New research shows how the kitten and the silver vine trigger euphoric feelings in cats and help them avoid mosquitoes.
The kitten is known to have a special place in the hearts of cats, who often respond by rubbing their faces and heads on the floor, circling the ground and then splitting into a state of intoxicated rest.
But the biological mechanisms by which its magic works, and whether it confers any additional benefit on cats, had so far been unanswered questions.
An international team of researchers published a study in the journal Science Advances on Wednesday, which found that catnip and the silver vine, an even more powerful herb found in the mountains of Japan and China, can prevent mosquitoes. .
They also identified nepetalactol as the main compound in the silver vine responsible for inducing a euphoric state and found that it activates the brain’s opioid reward system. The substance is similar to nepetalactone, the key psychoactive compound in cats.
Masao Miyazaki, a professor at Iwate University in Japan who was the lead author of the paper, told AFP news agency that the team had applied for a patent to develop an insect repellent based on its results.
The team began testing how 25 lab cats, 30 wild cats and several large cats, including an Amur leopard, two jaguars and two Eurasian lynxes, responded to the nepetalactol-soaked filter paper.
All cats spent more time with nepetalactol-infused paper than with normal filter paper used as a control.
In contrast, laboratory dogs and mice showed no interest in the role of nepetalactol.
They then tested how 12 cats responded to all known bioactive compounds from the silver vine, confirming that nepetalactol was the most potent of the substances.
To check if feline responses to the substance were governed by the brain’s opioid system, they took blood samples to check for beta-endorphin levels five minutes before and after they were exposed to nepetalactol.
Elevated endorphin concentrations occurred only after exposure to nepetalactol and not to the control substance.
When researchers gave cats naloxone, a drug that inhibits the effects of opioids, cats no longer wanted to rub against nepetalactol. Naloxone is commonly used in humans to treat an opioid overdose.

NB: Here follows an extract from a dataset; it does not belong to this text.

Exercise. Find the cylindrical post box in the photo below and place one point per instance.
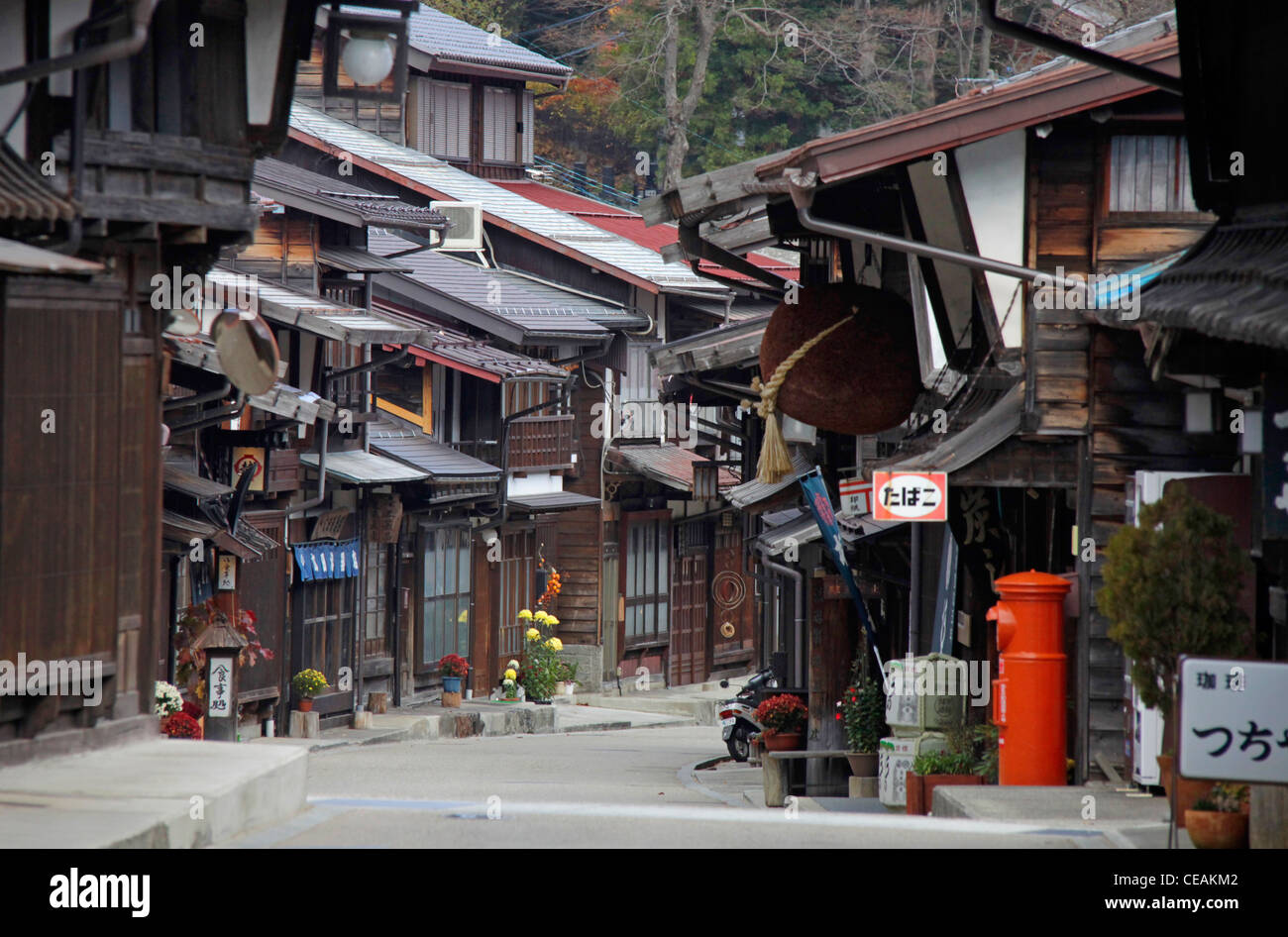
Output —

But unlike opioids, scientists think the nepetalactol response is “non-addictive,” because it works by triggering an increase in endorphins that are already produced by the body.
Drugs such as morphine, in turn, stimulate opioid receptors in the brain directly, not indirectly.
Finally, they tested whether the silver vine leaves repelled Aedes albopictus mosquitoes when cats rubbed the plant.
They found that significantly fewer mosquitoes landed on cats that participated in this behavior.
This, they wrote, was an example of “how animals use plant metabolites to protect themselves from insect pests,” which is seen for example in some species of birds that rub citrus against themselves or in chimpanzees that make platforms for sleeping from trees with repellent qualities.